Discussion Novel Updates Analysis (Feb 2020)

Discussion in 'Novel General' started by Scrya, Feb 23, 2020.

  1. Scrya

    Scrya Lurking all day long~

    Joined:
    Oct 22, 2015
    Messages:
    358
    Likes Received:
    1,334
    Reading List:
    Link
    After a recent data analytics skill test for a job application that I’m sure I flunked, I realized I needed to brush up on my basics. So, I decided hey, why not look at novelupdates data!

    This is not the first time that this is being done. Dreams of Jianghu has been doing yearly reviews of NU trends on their site since 2018! Do check them out if you haven’t!

    https://dreamsofjianghu.ca/2018/08/06/asian-fan-translation-trends-2018/
    https://dreamsofjianghu.ca/2019/11/09/asian-fan-translation-trends-2019/

    Here’s a summary of what I have analyzed. In this thread, I will only be covering Section 1.
    *Things listed here are subjected to changes as I write the posts.

    0. How did I collect the data?

    1. General analysis
    1. Exploratory time analysis of projects
    2. Exploring projects by their ratings
    3. Exploring projects by their number of readers
    4. Final analysis with minimum chapters constraints
    5. Conclusion
    2. Genre analysis
    1. Overview
    2. Biannual growth trend
    3. Common genre combinations
    4. Statistics of genre combinations
      1. Ratings
      2. Number of readers
    5. Wordclouds of novel descriptions
      1. All novels
      2. Xianxia and Xuanhuan
      3. Yaoi and Shounen Ai
      4. Fantasy
      5. School Life
    6. Conclusion
    3. Tag analysis
    1. Overview
      1. Most Common Tags
      2. Least Used Tags
      3. Novels with Most Number of Tags
    2. Correlation of Number of Tags to Number of Readers [STATISTICALLY HEAVY]
    3. Most Common Tag Combinations
      1. 3-Tag Combinations
      2. 4-Tag Combinations
    4. Measuring Common 4-Tag Combinations
      1. Ratings
      2. Number of Readers
    5. Finding Subsets Between 2 Tags [MATH]
    6. Conclusion
    4. Novel synopsis analysis
    1. Overview
      1. Wordcloud of Word-Pairs
      2. Distribution of Synopsis Length
      3. Novels with the Longest Synopses
    2. Finding Similarities in Synopses
      1. Brief Introduction to Word Embeddings
      2. Visualizing in 2D
      3. Visualizing in 3D
    3. Novel Recommender System
    Things to note:
    • I will only be looking at CN/JP/KR novels as the make up the bulk of the projects on the site.
    • All time series analyses will start from the 2nd half of 2015, which is roughly when Novel Updates was first created.
    • All analyses are based on projects with chapters uploaded. This excludes projects with dead links/hidden chapters. As such, the values are a little undercut.
    • Conclusions made are based on merely the data collected and the analyses conducted.
    =======================================
    0. How did I collect the data?

    The entire data collection process was completed between 19th and 20th February this year, and the collection script was written in Python.
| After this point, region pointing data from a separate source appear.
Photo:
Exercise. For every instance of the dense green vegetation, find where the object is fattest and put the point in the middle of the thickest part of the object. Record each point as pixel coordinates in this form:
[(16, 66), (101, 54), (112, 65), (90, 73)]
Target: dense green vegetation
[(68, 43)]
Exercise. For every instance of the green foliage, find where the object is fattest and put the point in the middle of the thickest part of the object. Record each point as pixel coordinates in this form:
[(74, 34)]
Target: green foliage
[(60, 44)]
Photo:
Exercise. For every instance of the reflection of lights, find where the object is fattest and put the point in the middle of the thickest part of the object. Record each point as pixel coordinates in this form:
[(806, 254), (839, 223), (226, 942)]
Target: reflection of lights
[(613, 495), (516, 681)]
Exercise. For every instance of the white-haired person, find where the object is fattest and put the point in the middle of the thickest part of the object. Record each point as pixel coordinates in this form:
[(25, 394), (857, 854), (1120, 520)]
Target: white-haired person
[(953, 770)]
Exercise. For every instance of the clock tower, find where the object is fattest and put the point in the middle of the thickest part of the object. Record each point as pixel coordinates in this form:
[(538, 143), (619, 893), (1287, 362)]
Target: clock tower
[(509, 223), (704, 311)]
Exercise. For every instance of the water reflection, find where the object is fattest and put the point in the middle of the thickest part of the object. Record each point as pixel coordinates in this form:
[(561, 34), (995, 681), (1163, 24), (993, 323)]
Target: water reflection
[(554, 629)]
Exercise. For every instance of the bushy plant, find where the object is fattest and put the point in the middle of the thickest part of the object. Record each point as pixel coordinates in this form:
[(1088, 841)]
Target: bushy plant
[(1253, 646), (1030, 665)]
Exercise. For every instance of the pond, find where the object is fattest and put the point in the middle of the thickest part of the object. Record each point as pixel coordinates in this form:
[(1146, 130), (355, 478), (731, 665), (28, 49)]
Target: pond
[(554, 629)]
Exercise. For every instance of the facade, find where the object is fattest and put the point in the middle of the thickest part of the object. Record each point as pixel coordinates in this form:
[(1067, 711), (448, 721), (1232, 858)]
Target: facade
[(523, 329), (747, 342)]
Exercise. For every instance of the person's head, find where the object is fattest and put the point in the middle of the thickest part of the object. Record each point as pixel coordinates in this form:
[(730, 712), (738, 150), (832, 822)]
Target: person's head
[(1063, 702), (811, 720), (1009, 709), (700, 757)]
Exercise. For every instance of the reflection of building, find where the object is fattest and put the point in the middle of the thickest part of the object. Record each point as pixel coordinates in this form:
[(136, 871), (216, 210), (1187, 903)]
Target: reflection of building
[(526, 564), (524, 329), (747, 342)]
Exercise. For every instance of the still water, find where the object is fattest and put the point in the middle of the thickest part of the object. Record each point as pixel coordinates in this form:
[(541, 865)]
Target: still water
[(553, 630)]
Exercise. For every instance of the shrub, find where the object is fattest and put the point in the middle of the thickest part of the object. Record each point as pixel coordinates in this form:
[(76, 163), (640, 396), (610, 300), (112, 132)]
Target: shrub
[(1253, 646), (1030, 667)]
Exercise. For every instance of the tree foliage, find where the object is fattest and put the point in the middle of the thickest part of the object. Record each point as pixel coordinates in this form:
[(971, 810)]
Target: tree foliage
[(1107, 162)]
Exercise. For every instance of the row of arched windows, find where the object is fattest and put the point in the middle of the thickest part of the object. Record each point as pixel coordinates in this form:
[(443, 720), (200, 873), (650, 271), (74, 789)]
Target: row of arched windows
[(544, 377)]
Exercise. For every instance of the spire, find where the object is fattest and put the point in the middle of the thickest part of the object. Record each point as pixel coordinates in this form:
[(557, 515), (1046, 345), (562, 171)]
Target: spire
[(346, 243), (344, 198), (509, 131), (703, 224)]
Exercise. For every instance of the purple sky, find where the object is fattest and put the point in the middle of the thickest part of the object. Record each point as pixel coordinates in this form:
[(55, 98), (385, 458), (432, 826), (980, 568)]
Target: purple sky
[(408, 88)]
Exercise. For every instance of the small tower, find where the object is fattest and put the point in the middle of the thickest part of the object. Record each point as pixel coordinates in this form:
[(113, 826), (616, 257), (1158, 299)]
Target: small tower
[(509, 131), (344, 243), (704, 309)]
    The script automates across all the project pages on Novel Updates, and scrapes off the data that I find would be useful for my analysis. To visualize this, an example of some of the data I scrape off a page is shown below:

    scrape_example.png

    I used my translation project as an example, ‘cause I’m that narcissistic!

    =======================================
    1. General analysis

    As of 19th February 2020, there are a total of 6,054 projects on Novel Updates:

    Chinese: 3,128
    Japanese: 2,463
    Korean: 365
    Others: 98

    It was kind of surprising to see that there were only 365 Korean projects, seeing how they have been quite a hot topic in the past 2 years or so.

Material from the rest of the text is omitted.